Much less noticed, the Census Bureau also revised each of the new home sale prices it previously reported over the preceding three months, affecting the data reported for June 2016, July 2016 and August 2016. Depending upon your media source, you may only have been aware of as many as two of those revisions of previous data.
Those revisions are a regular practice of the U.S. Census Bureau, which provides an initial estimate for the sale prices of new homes for each month it reports before revising it three more times over the next three months, where the fourth estimate represents the final estimate it publishes.
We became curious to see how much the estimates changed from first through fourth estimate, so we began tracking them beginning with the initial estimate published for December 2014. The results of that project are visually presented in the following chart, which shows a pretty remarkable pattern for the Census Bureau's reported median new home sale prices from their first through fourth and final estimate that receives almost no attention in the media.
Four the 19 months for which we have four estimates of new home sale prices, spanning December 2014 through June 2016, we see that the second revision is the only one where the prices are more likely to be revised downward than upward, with 52% (10 of 19) being changed that way.
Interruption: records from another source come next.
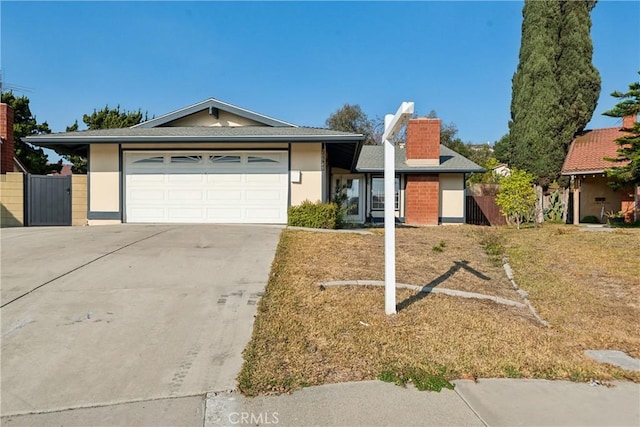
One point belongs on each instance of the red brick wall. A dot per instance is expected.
(6, 132)
(423, 139)
(422, 195)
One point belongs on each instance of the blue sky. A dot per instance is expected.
(296, 61)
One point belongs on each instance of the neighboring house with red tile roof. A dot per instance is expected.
(585, 164)
(64, 171)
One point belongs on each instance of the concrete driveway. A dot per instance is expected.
(96, 316)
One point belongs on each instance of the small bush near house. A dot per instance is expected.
(315, 215)
(517, 198)
(590, 219)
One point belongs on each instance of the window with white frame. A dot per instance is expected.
(377, 193)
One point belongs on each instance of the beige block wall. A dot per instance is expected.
(452, 195)
(306, 158)
(78, 200)
(104, 178)
(12, 199)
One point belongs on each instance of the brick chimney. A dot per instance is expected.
(423, 142)
(6, 133)
(423, 190)
(629, 121)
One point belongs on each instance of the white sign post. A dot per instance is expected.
(392, 125)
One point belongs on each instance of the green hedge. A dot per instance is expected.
(315, 215)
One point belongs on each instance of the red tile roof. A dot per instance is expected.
(587, 152)
(66, 170)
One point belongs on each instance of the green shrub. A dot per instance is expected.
(590, 219)
(315, 215)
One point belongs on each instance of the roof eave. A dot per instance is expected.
(80, 140)
(589, 172)
(422, 170)
(212, 102)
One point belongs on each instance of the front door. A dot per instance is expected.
(352, 186)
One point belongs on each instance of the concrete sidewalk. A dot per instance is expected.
(492, 402)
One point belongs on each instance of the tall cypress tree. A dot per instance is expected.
(579, 79)
(555, 88)
(535, 123)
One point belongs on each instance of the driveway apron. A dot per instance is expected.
(101, 315)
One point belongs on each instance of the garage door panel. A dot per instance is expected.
(207, 187)
(185, 178)
(140, 177)
(224, 195)
(149, 214)
(223, 178)
(146, 195)
(263, 195)
(224, 214)
(185, 195)
(185, 213)
(263, 215)
(263, 178)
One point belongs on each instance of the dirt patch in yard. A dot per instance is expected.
(305, 335)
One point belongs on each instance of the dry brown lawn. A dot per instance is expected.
(584, 284)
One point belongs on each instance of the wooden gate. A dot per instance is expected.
(48, 200)
(482, 210)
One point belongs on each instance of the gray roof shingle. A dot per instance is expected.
(372, 160)
(198, 134)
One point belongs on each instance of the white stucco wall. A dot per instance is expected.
(306, 158)
(104, 178)
(452, 196)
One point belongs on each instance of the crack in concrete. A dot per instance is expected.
(81, 266)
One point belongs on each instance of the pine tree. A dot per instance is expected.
(25, 124)
(107, 118)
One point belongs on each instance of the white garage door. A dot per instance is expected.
(206, 187)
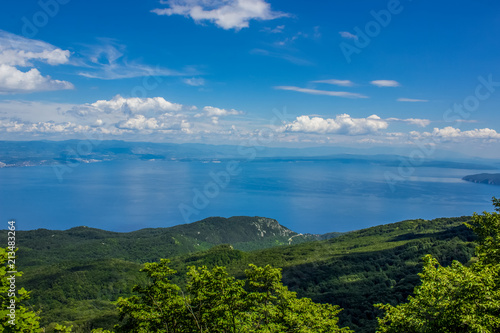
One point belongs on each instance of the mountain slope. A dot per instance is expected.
(355, 270)
(44, 246)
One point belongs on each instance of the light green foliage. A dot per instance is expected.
(24, 320)
(216, 302)
(457, 298)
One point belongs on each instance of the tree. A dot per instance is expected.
(14, 316)
(218, 303)
(458, 298)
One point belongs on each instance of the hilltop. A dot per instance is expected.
(75, 274)
(43, 246)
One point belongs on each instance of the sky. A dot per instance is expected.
(358, 73)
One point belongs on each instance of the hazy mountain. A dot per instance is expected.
(30, 153)
(484, 178)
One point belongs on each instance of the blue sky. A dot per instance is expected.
(345, 73)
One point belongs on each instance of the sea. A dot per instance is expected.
(306, 196)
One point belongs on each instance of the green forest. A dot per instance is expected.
(441, 275)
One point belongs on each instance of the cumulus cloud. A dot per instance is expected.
(412, 121)
(122, 105)
(321, 92)
(12, 80)
(136, 104)
(140, 122)
(341, 124)
(411, 100)
(450, 133)
(17, 51)
(107, 61)
(348, 35)
(216, 113)
(342, 83)
(194, 81)
(385, 83)
(227, 14)
(279, 29)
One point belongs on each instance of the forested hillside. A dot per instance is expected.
(74, 275)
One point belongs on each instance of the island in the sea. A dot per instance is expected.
(484, 178)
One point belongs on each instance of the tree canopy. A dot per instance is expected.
(216, 302)
(457, 298)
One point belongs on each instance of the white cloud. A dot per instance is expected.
(216, 112)
(342, 83)
(411, 100)
(194, 81)
(348, 35)
(385, 83)
(107, 61)
(290, 58)
(12, 80)
(227, 14)
(450, 133)
(140, 122)
(279, 29)
(412, 121)
(321, 92)
(135, 104)
(17, 51)
(341, 124)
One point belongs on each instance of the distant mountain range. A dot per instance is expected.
(484, 178)
(32, 153)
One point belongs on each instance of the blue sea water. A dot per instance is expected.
(307, 197)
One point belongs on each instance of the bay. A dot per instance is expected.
(305, 196)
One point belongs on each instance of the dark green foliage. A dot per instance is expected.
(354, 270)
(457, 298)
(218, 303)
(42, 246)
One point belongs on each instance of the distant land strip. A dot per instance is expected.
(484, 178)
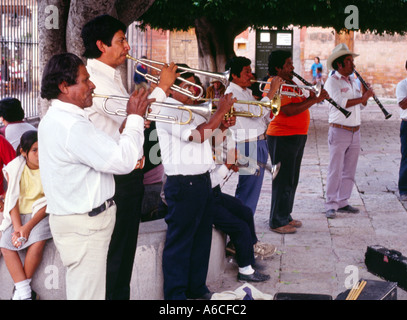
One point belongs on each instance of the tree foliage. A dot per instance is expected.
(377, 16)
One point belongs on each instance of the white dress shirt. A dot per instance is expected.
(341, 89)
(401, 93)
(247, 128)
(179, 155)
(108, 81)
(78, 161)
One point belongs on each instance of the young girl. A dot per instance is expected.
(25, 224)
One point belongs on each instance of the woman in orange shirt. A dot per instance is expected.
(286, 138)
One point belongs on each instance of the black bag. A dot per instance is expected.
(301, 296)
(374, 290)
(388, 264)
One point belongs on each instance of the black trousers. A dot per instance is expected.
(128, 197)
(236, 220)
(289, 151)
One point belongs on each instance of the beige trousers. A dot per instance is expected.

After the second revision however, the upward revisions dominate, with 79% (15 of 19) of third revisions being adjusted above the second revision, and 84% (16 of 19) of fourth revisions being adjusted to be larger than the third revision.
Cumulatively, those adjustments combine to produce the result where 89% (17 of 19) of the fourth and final estimate is reported to be higher than the initial estimate. Over the period of time for our sample, the final estimate is on average some 3.3% higher than the initial estimate, although that ranges from a low of -1.5% to a high of 8.1%.
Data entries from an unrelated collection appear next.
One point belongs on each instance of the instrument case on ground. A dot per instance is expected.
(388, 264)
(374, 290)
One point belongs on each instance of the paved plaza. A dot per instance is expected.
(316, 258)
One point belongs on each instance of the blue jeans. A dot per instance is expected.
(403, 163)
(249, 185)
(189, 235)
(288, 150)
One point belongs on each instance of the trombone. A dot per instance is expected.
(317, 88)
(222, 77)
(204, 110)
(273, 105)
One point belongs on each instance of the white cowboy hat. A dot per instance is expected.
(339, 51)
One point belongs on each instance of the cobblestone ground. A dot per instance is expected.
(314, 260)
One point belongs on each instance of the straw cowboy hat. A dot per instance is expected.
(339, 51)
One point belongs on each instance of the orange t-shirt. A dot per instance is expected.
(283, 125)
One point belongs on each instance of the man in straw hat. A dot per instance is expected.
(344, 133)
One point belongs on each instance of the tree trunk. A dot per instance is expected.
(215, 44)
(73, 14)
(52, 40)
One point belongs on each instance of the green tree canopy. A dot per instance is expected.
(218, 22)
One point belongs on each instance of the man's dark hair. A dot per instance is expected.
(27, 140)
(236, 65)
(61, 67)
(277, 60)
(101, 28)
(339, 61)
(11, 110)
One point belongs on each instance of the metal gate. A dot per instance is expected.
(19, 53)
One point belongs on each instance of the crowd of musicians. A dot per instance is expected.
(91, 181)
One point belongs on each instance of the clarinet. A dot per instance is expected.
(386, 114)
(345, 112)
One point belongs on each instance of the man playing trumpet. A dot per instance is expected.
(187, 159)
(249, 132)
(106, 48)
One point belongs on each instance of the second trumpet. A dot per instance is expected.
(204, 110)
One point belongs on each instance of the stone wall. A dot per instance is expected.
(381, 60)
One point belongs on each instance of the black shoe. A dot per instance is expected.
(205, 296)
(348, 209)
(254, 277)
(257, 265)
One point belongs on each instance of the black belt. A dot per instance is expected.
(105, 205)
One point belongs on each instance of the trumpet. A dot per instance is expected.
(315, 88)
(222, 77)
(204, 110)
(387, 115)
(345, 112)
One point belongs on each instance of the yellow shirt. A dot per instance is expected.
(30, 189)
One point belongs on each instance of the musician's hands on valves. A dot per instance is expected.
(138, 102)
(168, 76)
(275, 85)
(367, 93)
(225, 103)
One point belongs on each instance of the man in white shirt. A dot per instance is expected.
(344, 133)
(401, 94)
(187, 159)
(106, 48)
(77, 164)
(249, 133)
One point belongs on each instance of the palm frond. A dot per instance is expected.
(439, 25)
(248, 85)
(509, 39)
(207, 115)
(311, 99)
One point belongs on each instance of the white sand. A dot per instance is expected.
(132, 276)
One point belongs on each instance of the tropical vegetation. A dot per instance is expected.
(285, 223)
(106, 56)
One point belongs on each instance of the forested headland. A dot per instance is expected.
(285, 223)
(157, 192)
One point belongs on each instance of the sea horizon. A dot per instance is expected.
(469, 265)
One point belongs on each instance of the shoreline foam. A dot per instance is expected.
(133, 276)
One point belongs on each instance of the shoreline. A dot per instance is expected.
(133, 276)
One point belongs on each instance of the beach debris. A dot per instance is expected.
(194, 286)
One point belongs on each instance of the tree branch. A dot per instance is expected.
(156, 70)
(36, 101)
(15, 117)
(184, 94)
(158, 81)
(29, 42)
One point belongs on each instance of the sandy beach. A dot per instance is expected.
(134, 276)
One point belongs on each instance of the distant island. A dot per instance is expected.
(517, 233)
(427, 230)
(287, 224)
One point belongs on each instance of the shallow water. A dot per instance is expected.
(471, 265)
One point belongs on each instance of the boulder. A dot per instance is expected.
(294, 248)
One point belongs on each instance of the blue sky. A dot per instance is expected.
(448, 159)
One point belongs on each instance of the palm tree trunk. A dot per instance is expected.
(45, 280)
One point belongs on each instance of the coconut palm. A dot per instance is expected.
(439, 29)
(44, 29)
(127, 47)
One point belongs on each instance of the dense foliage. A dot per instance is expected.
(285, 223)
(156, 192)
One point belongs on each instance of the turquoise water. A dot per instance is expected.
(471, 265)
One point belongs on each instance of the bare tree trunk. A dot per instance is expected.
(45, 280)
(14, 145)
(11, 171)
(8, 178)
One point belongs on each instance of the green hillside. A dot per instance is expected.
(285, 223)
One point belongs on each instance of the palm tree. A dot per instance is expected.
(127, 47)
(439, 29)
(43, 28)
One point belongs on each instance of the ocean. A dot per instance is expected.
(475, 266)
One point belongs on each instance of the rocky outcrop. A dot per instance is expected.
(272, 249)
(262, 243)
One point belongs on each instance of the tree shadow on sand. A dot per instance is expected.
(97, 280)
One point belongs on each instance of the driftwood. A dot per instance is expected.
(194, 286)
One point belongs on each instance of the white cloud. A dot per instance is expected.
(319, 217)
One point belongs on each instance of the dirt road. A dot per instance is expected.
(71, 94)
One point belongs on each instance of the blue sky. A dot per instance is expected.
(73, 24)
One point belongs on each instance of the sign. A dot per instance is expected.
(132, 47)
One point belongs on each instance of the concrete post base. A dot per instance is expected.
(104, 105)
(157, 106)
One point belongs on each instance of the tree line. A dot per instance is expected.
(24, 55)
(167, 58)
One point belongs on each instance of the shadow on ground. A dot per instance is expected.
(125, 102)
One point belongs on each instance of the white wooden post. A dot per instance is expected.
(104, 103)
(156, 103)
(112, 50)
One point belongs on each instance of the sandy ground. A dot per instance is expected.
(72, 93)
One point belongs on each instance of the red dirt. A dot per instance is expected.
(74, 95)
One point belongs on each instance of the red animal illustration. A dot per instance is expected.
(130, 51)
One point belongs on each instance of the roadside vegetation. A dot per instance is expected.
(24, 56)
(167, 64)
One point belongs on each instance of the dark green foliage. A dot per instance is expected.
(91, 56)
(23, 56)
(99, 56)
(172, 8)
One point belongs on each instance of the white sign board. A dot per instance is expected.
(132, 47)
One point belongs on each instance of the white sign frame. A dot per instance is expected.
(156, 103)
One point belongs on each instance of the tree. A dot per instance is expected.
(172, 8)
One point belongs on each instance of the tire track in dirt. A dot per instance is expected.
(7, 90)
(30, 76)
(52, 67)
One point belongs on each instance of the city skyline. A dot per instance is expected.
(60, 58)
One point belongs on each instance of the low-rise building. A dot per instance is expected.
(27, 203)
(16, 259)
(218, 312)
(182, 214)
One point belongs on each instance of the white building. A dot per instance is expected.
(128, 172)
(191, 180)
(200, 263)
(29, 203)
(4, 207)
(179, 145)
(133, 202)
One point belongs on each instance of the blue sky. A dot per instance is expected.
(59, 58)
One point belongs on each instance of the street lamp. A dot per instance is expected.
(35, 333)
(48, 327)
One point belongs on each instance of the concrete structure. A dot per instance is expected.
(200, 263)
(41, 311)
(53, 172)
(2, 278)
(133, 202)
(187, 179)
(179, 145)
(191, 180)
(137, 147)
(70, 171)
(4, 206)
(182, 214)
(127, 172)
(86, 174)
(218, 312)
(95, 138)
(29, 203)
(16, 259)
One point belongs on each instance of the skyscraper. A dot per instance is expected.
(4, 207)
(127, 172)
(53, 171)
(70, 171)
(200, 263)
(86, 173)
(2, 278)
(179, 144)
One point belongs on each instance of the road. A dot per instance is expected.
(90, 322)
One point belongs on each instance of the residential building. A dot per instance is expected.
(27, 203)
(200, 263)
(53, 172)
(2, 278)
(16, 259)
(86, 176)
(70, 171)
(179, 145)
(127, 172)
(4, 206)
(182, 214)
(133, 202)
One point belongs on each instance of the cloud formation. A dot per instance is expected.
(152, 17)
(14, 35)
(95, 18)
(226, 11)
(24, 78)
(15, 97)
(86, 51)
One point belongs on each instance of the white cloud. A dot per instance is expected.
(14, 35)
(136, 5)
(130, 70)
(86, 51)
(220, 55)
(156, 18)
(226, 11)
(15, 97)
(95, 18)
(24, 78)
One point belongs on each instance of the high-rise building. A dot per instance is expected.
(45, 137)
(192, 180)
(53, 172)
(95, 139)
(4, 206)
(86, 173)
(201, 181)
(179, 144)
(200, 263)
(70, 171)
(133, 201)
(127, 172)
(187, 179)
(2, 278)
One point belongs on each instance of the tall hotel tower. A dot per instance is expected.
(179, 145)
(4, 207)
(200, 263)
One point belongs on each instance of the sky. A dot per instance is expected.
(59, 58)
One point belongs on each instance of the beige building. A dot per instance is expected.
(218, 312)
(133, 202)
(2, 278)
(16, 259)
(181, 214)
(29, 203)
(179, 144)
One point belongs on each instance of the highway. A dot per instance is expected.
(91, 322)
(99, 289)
As the Census Bureau reports and revises its data, it reflects the increasing amount of information it has on the number of new home sales and their sale prices. Often, its initial estimates omit data for homes that have sold for higher prices, which tend to take longer to be reported, which would explain why the later estimates tend to be revised upward over time.
But perhaps the real question is why is that second estimate adjusted downward so much more often in comparison to later estimates?